Hadash and Ta’al calculated it would be easier to make a deal with a center-left coalition without Balad, which would oppose such a move.
“Even if Balad leaders toed the line, their constituency is really radical and wouldn’t have let them,” Frisch said. “Balad is clearly caught in a bind because that constituency isn’t enough to push it past the electoral threshold.”
“Polls have shown that the overwhelming majority of Arabs not only want to endorse a government but also to become part of the coalition, as [Mansour] Abbas’s precedent showed,” Frisch added, referring to the head of the Ra’am Party, which had been part of the Joint List but broke away in 2021 to become the first Arab party in Israel’s history to join a governing coalition.

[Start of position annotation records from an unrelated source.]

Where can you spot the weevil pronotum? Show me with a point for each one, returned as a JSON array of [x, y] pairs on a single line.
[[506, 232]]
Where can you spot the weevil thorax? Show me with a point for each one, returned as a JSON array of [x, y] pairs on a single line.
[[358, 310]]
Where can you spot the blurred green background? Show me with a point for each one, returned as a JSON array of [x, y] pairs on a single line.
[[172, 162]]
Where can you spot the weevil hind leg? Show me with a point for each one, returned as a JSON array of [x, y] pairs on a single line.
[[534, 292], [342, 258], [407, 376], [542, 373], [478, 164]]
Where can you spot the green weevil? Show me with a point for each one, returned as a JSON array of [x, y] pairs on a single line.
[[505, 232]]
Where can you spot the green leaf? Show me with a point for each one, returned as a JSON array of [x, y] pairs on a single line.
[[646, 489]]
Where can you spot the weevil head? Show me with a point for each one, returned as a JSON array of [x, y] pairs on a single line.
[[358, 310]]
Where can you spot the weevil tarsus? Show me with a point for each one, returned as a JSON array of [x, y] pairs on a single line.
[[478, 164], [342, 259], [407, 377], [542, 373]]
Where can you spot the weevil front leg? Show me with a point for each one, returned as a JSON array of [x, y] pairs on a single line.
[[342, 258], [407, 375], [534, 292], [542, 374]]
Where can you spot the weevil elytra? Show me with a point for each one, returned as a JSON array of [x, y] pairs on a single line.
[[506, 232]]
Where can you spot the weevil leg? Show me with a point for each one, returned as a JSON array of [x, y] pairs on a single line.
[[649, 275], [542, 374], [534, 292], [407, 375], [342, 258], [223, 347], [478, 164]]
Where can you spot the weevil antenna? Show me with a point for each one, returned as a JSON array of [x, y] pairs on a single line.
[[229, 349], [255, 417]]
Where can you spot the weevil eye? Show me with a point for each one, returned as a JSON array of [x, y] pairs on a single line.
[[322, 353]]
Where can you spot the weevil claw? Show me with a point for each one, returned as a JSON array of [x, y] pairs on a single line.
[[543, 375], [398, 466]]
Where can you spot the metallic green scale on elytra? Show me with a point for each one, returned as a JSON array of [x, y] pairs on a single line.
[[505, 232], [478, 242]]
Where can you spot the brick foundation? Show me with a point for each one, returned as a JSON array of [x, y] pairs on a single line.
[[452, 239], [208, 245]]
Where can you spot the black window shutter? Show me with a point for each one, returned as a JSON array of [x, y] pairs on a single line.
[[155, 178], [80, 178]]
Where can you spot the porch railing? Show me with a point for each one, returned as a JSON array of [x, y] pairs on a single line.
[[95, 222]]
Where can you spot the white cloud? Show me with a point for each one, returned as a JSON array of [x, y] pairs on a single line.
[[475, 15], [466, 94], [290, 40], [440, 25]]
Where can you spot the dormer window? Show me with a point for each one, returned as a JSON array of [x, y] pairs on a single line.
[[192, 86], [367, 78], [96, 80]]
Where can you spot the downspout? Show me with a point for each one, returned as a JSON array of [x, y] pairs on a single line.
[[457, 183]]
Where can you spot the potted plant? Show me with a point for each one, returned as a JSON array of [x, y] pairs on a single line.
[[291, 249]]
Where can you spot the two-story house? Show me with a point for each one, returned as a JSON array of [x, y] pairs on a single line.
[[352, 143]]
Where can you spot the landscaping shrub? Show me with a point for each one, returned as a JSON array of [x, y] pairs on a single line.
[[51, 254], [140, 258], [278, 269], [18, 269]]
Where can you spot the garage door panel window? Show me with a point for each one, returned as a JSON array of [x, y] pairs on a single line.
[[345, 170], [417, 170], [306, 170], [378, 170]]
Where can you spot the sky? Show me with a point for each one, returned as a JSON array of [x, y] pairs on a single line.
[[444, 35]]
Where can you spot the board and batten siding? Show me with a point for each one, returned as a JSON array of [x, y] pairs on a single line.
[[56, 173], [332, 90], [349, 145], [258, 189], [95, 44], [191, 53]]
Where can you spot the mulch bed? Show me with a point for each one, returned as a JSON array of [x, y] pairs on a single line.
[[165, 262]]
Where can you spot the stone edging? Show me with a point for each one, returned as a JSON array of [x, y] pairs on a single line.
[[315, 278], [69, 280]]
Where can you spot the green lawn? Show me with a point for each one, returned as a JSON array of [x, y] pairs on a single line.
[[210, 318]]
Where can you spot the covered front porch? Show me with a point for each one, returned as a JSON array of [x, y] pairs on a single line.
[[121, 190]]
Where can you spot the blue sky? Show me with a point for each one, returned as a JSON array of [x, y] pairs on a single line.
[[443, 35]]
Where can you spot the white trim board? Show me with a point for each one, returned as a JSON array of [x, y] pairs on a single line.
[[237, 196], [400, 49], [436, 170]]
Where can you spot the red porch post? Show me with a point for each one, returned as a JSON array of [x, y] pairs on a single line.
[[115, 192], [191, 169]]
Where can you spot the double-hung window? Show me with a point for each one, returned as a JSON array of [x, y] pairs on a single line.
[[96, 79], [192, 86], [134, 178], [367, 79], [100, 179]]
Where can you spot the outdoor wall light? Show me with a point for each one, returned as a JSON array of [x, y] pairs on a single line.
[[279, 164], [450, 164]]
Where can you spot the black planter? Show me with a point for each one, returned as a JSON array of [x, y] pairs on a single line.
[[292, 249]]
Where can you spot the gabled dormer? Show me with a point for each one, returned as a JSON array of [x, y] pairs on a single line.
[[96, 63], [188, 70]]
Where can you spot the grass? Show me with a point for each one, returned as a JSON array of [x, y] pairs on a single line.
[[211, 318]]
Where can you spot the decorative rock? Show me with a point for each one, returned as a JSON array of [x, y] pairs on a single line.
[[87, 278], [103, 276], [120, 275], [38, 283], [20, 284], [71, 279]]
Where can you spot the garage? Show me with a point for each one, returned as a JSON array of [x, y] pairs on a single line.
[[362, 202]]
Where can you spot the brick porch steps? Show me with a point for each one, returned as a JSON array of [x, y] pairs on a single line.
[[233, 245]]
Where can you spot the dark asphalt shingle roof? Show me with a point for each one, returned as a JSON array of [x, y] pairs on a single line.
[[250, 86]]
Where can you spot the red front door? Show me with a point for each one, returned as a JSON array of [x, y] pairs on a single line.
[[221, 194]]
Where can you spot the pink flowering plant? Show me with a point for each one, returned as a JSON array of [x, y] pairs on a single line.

Lending further legitimacy to this version of events is that Ayman Odeh, the head of the Hadash Party, has in the past publicly entertained the idea of joining a government coalition.
However, Milstein rejects the theory, saying the “whole internal conflict” revolves around the order of candidates on the Knesset list.
“Many people here in Israel are trying to portray this event as an ideological one, [saying] that Ayman Odeh, the head of Hadash, and Ahmed Tibi, the head of Ta’al, are trying to find all kinds of ways to integrate into the political system, to promote dialogue with the Zionist parties like Yesh Atid and Gantz’s [Blue and White] party, but actually the reasons are very shallow, very narrow,” he said.
Milstein said the Joint List’s demise had been a complete surprise not only to him, but to the Arab public and even to the leaders of the party itself.
“Sometimes ego and emotional considerations are stronger than rational thinking,” he said. “I spoke with several Balad members and they all know they’re in trouble at the ballot box, but they say, ‘We are ready to fail but we will do so with pride and confidence.’ ”
Hadash-Ta’al and Ra’am also might fail to pass, he said, noting the low voter turnout expected from the Arab sector, which is fed up with its own parties. Milstein said that having no Arab representation in Israel’s parliament will exacerbate “Arab alienation” and could mark the start of greater tensions between Arab and Jews within the Jewish state.